Synopsis:
Réalisé par Avec Tom Hanks, Robin Wright, Paul BettanyPays: Genres : Drame Durée : Année de production : |
7/10 |
Robert Zemeckis revient avec un film à la fois minimaliste dans sa forme et vertigineux dans son propos. Here est une œuvre unique, avec une âme profondément expérimentale, mais portée par une maîtrise formelle rare. Un pari osé : une caméra fixe, une seule pièce, un plan qui ne bouge jamais… et pourtant un voyage dans le temps absolument saisissant. Difficile de résumer un kaléidoscope comme Here
Le film s’ouvre sur une scène préhistorique d’une beauté troublante, presque mystique. Dès les premières secondes, le spectateur comprend qu’il va vivre une expérience hors du commun. Zemeckis transforme ce décor immobile en une véritable fresque vivante, où les époques se superposent, s’enlacent, se répondent. Les transitions sont d’une fluidité et d’une ingéniosité incroyables, jouant avec les angles, les objets, les personnages, pour faire surgir les souvenirs d’un lieu habité par l’Histoire.
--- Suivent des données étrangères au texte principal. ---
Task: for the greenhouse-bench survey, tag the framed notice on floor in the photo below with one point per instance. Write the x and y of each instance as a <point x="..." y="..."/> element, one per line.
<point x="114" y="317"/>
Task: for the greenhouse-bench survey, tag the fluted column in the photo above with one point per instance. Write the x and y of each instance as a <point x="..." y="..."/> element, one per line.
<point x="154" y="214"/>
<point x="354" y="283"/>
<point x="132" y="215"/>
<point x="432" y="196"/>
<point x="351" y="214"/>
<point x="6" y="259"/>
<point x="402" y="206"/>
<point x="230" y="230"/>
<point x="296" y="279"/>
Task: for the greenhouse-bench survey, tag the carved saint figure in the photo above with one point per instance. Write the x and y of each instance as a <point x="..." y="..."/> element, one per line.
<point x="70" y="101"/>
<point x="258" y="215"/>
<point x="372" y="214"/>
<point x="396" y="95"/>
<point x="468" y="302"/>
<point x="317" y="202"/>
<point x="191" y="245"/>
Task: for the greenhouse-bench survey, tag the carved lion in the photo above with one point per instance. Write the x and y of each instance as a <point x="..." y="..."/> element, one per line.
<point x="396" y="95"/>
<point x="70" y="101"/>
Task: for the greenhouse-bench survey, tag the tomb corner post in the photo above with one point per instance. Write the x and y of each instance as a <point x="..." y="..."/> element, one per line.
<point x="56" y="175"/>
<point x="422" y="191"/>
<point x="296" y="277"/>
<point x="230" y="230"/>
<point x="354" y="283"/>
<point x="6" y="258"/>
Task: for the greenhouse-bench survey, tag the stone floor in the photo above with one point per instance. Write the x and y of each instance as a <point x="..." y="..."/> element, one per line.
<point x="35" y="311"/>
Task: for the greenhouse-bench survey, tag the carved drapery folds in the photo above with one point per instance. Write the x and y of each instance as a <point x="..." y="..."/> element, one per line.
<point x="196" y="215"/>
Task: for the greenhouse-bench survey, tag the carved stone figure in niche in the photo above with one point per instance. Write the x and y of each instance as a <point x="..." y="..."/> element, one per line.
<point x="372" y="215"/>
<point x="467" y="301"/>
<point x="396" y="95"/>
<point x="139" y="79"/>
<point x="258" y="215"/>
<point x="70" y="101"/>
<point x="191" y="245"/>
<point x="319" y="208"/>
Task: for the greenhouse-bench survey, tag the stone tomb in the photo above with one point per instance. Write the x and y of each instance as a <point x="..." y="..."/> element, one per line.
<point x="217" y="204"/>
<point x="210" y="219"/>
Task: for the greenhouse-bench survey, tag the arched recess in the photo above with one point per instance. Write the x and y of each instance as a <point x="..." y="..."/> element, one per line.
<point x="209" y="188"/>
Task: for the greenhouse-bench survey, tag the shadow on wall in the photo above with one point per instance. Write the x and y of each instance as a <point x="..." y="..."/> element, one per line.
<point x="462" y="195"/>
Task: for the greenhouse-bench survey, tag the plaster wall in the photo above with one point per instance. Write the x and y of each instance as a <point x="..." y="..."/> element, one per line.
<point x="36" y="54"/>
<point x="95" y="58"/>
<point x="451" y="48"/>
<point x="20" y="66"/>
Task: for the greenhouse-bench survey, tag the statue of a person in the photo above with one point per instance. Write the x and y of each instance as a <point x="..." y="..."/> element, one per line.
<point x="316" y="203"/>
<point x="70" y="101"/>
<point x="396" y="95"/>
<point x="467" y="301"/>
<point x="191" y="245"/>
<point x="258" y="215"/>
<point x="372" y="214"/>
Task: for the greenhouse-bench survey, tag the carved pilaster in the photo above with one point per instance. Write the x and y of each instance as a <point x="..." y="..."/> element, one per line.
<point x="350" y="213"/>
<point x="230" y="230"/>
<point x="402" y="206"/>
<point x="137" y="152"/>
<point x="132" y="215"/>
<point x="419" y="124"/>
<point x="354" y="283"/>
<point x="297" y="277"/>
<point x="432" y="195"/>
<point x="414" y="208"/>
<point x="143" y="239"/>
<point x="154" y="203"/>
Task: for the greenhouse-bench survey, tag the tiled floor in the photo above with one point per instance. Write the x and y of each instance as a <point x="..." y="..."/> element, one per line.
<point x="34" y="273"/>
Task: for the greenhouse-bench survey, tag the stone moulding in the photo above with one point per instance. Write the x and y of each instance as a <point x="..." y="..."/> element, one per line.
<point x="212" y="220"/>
Narrativement, Here déconcerte. Sa structure déconstruite, éclatée, refuse toute linéarité. C’est un puzzle temporel, un collage impressionniste où les émotions remplacent le récit traditionnel. Chaque plan, chaque instant, chaque silence fait sens. Le spectateur est invité à recomposer lui-même les trajectoires humaines qu’il entrevoit à travers les décennies. Même quand l’ennui nous gagne, on reste là, porté par ce décor qu’on aime simplement voir exister.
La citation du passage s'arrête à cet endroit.